The association between childhood abuse and adverse adult health outcomes is well established.1–21 Unfortunately, despite volumes of research documenting this link, it is infrequently acknowledged in the general medical literature. The need for more visible research that will reach physicians who provide the bulk of front line health care is underscored by failure to give even passing mention to the well-documented link between adult depression and childhood abuse in a recent review on depression in the New England Journal of Medicine.22,23 The otherwise comprehensive national guidelines on Depression in Primary Care24 issued in 1993 also make no mention of the importance of childhood abuse as a risk factor. Similar omissions occur in recent reviews of fibromyalgia,25 anorexia nervosa,26 and functional somatic syndromes27,28 in prestigious, high-impact medical journals. Irritable bowel is the single exception, where through the work of Drossman and Leserman,7,29 the association of this disorder with a history of childhood or adult sexual and physical abuse in women is now consistently mentioned in reviews of functional bowel disorders. If physicians caring for adults who suffer from a condition associated with abuse in childhood are unaware of this link, they will neither elicit an abuse history nor make appropriate patient referrals. This is especially troubling because conditions associated with childhood abuse are burdensome to both the patient and the health care system,30–32 relatively simple interventions may prove effective in alleviating much distress,33–37 only 2% to 5% of patients with a history of childhood sexual abuse will themselves report it to a physician,15,18 and managed care typically places the primary care physician as the gatekeeper controlling patient access to specialized services. Furthermore, while most patients say they want their physicians to screen for a history of abuse, most physicians admit that they do not do so.38

We present this overview of the current research linking childhood abuse to adult physical and mental health in an effort to educate internists, who likely see many patients with an abuse history. Published manuscripts reviewed for this paper were obtained from medline, Sociological Abstracts, and Psychological Abstracts using singly, or in combination, search terms such as child abuse, violence, maltreatment, physical abuse, sexual abuse, fibromyalgia, irritable bowel, chronic pain, depression, eating disorders, somatic symptoms, posttraumatic stress disorder, and health outcomes. References were also retrieved from the bibliographies of these manuscripts.

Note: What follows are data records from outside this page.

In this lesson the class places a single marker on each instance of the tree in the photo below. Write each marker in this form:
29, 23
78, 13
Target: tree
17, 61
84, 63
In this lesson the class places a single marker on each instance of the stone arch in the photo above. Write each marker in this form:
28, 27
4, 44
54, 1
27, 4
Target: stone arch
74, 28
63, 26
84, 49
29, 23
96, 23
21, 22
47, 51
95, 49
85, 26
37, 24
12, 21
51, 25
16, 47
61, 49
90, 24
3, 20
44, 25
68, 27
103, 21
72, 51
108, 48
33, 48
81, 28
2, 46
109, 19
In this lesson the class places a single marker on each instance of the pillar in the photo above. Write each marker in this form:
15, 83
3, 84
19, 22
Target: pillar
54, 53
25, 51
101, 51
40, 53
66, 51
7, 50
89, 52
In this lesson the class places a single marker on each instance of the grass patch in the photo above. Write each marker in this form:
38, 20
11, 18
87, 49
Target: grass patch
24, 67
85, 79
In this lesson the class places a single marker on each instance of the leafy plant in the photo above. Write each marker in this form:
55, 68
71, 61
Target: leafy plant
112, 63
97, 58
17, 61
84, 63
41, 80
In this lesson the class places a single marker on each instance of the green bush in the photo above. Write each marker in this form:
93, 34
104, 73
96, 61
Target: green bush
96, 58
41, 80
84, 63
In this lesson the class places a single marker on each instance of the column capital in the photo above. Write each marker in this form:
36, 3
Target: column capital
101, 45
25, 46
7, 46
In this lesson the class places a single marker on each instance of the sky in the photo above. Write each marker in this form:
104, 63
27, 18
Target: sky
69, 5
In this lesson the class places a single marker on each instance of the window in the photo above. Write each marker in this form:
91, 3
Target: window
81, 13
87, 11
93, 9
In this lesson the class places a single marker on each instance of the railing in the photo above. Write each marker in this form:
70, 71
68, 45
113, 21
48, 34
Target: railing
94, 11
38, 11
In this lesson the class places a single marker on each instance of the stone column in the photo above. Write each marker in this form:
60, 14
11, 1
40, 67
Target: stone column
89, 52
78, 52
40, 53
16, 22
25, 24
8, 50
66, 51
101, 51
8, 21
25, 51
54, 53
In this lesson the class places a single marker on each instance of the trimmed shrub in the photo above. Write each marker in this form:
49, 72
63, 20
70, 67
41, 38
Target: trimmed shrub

Childhood abuse has been associated with a plethora of psychological and somatic symptoms,17–19 as well as psychiatric and medical diagnoses including depression,1,14,39 anxiety disorders,13,39 eating disorders,13 posttraumatic stress disorder (PTSD),39–41 chronic pain syndromes,20,40,42,43 fibromyalgia,19,44,45 chronic fatigue syndrome,44 and irritable bowel.7,16,42 Compared with nonabused adults, those who experienced childhood abuse are more likely to engage in high-risk health behaviors including smoking,2,18 alcohol and drug use,9,13,18 and unsafe sex;9,18 to report an overall lower health status;9,16,46 and to use more health services.31 Viewing these various health conditions and behaviors as the outcome and abuse in childhood as the exposure, many of the criteria for a causal relationship are met47 (Table 1).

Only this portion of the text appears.